If you're a dedicated follower of my blog, I apologize for all these love posts. But there's just so much I'm learning that I need to tell you!
Girl.
I've been the girl that no one noticed or wanted. I'd judge the girls that had so many guys around them, and say how desperate they all must be. But what I was really thinking was, "I can't even get one guy to look at me, let alone juggle more than one." I was jealous, envious, frustrated, lonely and insecure. Then things changed. I got attention, and even if it was the bad kind, I wouldn't let it go. I fed off it. I've also been the girl who's been pursued by someone I didn't necessarily feel the same way about. I've been the girl that saw something she wanted and would do anything for it. Wanting someone that doesn't even barely acknowledge you exist. Sister mode. I've also mutually felt something for someone and had to let that go. No matter how much I justified each encounter, as to why "they should be the one," they're not here next to me to testify it was worth it. Worth the tears, worth the pain...And while I do have regrets, I apply my own medicine as well as the Truth from His word, and tell you each regret has led me to learn something valuable.

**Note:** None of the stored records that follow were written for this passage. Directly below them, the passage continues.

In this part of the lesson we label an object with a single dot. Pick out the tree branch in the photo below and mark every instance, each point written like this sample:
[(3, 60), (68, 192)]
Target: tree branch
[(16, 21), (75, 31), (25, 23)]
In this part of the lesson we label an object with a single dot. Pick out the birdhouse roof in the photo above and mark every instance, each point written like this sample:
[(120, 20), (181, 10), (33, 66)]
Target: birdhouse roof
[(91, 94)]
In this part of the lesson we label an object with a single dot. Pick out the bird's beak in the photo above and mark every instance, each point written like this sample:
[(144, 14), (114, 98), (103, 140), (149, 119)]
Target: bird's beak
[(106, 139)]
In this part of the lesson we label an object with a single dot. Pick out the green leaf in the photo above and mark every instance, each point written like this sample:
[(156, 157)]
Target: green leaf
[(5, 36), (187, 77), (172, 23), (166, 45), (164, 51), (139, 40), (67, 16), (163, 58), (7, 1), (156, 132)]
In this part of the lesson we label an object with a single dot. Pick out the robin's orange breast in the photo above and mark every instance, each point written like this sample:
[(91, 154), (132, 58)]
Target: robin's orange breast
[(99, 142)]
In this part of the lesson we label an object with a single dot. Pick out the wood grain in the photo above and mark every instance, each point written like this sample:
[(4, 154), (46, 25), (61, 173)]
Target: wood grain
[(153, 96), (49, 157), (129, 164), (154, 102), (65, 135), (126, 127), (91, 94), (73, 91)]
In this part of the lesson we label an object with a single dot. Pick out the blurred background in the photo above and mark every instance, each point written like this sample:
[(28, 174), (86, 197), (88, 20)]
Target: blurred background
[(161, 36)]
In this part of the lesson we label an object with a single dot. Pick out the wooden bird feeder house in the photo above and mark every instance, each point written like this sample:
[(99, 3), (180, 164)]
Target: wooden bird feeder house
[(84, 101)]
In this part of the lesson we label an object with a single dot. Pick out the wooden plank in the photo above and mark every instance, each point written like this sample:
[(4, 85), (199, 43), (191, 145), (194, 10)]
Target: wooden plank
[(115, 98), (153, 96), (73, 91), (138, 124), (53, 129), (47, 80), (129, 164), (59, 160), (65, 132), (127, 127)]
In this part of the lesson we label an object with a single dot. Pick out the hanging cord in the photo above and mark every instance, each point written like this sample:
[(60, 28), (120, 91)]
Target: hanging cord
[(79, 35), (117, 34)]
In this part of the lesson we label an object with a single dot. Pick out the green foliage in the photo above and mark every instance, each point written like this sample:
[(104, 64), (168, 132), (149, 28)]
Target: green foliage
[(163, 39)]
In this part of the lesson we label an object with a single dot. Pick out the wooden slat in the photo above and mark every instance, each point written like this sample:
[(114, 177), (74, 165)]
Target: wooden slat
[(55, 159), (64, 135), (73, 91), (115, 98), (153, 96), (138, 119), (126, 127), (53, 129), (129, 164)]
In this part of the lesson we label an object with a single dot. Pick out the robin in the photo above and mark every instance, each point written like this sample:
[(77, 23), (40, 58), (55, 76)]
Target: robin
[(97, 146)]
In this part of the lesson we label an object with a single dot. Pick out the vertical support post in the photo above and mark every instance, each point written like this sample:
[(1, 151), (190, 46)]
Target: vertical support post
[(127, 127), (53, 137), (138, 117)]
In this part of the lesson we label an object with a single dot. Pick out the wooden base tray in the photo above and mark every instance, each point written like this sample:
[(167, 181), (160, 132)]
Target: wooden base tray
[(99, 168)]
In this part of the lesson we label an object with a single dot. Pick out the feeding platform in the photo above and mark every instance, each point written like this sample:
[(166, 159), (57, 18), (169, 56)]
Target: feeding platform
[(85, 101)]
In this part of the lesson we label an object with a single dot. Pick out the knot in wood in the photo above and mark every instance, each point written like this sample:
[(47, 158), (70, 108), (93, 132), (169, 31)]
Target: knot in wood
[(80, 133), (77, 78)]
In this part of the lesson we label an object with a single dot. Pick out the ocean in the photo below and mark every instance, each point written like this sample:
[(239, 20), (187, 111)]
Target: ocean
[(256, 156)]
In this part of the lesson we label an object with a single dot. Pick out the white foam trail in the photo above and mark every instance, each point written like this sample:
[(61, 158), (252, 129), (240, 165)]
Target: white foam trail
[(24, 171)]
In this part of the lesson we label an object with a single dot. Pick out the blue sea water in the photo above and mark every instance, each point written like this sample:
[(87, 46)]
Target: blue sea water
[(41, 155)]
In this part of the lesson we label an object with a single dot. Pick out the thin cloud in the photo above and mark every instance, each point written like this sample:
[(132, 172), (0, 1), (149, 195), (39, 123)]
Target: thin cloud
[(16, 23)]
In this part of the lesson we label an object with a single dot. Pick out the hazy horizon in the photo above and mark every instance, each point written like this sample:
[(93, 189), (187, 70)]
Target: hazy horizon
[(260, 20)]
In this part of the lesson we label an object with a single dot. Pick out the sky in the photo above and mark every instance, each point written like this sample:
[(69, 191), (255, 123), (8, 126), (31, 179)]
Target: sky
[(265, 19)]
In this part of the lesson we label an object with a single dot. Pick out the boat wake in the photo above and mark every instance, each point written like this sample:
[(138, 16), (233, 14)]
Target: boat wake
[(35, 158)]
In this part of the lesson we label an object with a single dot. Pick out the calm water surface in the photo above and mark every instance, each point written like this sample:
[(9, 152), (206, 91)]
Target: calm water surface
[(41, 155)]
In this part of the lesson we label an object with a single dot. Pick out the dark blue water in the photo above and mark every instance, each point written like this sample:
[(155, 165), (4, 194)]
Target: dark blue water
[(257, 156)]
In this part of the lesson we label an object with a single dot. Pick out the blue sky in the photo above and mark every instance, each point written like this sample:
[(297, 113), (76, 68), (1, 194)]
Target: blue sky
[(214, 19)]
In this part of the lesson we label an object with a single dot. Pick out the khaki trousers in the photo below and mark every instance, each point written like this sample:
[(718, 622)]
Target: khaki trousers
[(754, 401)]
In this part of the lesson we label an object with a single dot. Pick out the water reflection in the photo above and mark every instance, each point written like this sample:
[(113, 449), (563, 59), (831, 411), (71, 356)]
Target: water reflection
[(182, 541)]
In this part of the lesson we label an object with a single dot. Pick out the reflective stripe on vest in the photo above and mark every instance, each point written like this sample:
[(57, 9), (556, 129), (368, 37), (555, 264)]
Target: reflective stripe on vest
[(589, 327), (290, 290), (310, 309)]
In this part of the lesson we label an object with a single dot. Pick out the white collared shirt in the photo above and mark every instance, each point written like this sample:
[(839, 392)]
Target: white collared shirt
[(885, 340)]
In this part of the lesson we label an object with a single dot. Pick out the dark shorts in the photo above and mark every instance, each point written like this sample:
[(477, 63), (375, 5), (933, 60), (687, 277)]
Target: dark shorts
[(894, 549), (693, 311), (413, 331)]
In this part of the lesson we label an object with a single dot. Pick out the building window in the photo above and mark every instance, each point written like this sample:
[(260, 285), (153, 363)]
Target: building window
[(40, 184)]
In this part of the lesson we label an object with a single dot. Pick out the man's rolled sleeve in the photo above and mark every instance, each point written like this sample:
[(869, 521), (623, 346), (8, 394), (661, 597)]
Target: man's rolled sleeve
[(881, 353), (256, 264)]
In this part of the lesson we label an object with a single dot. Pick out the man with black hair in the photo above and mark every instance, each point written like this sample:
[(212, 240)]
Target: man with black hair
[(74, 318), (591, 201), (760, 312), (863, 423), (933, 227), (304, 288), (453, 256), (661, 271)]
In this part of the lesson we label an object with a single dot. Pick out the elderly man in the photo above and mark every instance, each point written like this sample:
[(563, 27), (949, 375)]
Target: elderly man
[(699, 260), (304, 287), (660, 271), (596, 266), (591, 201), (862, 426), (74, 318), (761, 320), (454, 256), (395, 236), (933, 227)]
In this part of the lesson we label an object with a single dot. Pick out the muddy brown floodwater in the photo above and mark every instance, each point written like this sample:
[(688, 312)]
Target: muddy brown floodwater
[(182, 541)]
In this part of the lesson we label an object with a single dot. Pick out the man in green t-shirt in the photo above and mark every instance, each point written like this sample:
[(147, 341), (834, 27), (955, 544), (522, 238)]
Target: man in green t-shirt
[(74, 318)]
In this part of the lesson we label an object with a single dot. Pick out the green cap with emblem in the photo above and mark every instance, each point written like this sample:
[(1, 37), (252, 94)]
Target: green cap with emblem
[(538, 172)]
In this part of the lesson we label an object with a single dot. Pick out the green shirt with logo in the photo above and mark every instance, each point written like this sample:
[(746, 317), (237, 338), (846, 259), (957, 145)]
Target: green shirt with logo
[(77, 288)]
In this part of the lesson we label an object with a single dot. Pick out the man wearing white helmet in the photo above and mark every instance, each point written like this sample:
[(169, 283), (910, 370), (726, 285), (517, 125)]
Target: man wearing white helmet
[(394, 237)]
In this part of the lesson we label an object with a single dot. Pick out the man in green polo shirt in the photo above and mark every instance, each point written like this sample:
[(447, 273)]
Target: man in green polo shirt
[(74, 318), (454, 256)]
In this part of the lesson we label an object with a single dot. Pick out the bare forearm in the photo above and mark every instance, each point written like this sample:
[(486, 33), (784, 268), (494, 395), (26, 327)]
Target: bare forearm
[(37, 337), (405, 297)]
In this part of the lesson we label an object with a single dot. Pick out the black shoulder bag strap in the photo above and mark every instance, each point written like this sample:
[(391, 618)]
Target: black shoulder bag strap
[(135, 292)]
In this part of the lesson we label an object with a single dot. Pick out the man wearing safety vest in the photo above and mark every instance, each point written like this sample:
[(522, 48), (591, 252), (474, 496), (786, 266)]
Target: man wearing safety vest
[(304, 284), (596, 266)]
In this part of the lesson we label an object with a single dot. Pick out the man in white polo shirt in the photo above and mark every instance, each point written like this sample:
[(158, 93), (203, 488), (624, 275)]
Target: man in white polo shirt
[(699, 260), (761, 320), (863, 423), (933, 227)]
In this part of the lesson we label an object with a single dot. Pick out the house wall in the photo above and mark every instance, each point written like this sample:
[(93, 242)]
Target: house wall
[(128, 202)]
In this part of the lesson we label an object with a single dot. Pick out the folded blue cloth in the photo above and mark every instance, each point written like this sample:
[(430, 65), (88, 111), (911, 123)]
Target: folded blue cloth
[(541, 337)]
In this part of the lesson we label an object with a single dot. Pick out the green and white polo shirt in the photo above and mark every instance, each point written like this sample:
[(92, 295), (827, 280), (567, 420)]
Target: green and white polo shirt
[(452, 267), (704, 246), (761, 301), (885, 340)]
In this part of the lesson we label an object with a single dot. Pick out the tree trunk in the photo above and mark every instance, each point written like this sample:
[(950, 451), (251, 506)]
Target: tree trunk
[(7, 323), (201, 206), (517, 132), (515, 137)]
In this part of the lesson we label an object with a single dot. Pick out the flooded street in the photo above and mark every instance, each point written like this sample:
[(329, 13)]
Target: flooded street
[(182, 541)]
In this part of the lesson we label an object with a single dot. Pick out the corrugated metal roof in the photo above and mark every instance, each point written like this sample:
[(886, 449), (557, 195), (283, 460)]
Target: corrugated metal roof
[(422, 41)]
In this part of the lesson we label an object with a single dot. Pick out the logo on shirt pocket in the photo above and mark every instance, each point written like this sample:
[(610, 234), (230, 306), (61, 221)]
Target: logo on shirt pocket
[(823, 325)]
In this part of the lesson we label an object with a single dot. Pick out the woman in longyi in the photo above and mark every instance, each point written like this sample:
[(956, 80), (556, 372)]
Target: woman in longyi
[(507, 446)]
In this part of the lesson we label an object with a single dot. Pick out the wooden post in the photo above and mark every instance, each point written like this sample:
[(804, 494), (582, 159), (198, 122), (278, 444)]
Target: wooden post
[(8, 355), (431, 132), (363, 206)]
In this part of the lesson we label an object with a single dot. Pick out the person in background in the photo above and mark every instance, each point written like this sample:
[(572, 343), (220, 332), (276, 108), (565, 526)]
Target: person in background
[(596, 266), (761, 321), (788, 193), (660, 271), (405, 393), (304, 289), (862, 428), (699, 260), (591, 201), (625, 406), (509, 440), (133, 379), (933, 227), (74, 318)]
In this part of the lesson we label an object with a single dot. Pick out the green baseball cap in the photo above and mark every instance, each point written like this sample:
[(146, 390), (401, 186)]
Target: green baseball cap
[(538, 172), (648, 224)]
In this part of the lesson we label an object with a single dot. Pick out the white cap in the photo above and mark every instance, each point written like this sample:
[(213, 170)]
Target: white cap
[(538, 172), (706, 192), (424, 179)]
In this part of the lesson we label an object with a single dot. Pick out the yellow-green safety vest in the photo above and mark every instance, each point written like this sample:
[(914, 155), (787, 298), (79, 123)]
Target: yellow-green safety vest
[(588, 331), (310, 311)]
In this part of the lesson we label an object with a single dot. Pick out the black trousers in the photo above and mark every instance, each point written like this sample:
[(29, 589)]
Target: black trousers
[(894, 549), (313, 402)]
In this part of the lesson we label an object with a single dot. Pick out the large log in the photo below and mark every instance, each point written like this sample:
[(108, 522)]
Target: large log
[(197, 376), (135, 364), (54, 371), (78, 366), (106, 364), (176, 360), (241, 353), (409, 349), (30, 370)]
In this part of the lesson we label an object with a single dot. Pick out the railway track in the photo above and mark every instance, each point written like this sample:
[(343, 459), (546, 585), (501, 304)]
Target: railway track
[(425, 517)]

Be something worth chasing. Don't ever, ever, ever, run after a boy. Build yourself up. He didn't love you? That doesn't mean no one ever will. Dispose of the lies, and embrace the truth. Unfortunately, I learned the hard way in different accounts, that you should never settle. The world may be quick to judge and disregard my worth. But I know what I'm worth. Christ has shown me. My value is not defined by the world's standards of something worth fighting for. With an eternal perspective, and a pure heart, God overfills my cup with great dignity and refinement. No matter how many have trampled over your feelings, or maybe even how much you've stepped over them, you are still capable of becoming something wonderful. Don't wait for the boy to come along and tell you that for you to believe it. When he comes along you should be able to say, "Oh, trust me, I know what I am." Conceited? No. Confident. After all, confidence is the most attractive thing one can possess.
The Declaration of Confidence
I, __________, am the most beautiful girl in the world. I am confident and strong. And though I'm not perfect, it doesn't get better than me. For those who missed out, and those who walked out, thank you. It's because of you I have learned valuable lessons. My mistakes are what make me wiser, stronger, and more resilient to your lies. I can smile today, just because I can. You don't hold me captive. Your standards and your expectations are meaningless to me. I'm not lying to myself by saying all this to make myself feel better. I'm simply stating the longly overdue truth. And I don't need anyone to tell me that. I am royalty. I am a princess. I wish you the best.., oh wait, I am the best.
Sincerely,
NOT your property
Now, that may have sounded a bit absurd and over the top. But it's all true. You are beautiful, my dear. You are worth it. Worth the fight. Don't ever settle for less. Take it from someone who understands completely, they'll never satisfy you. But Christ will.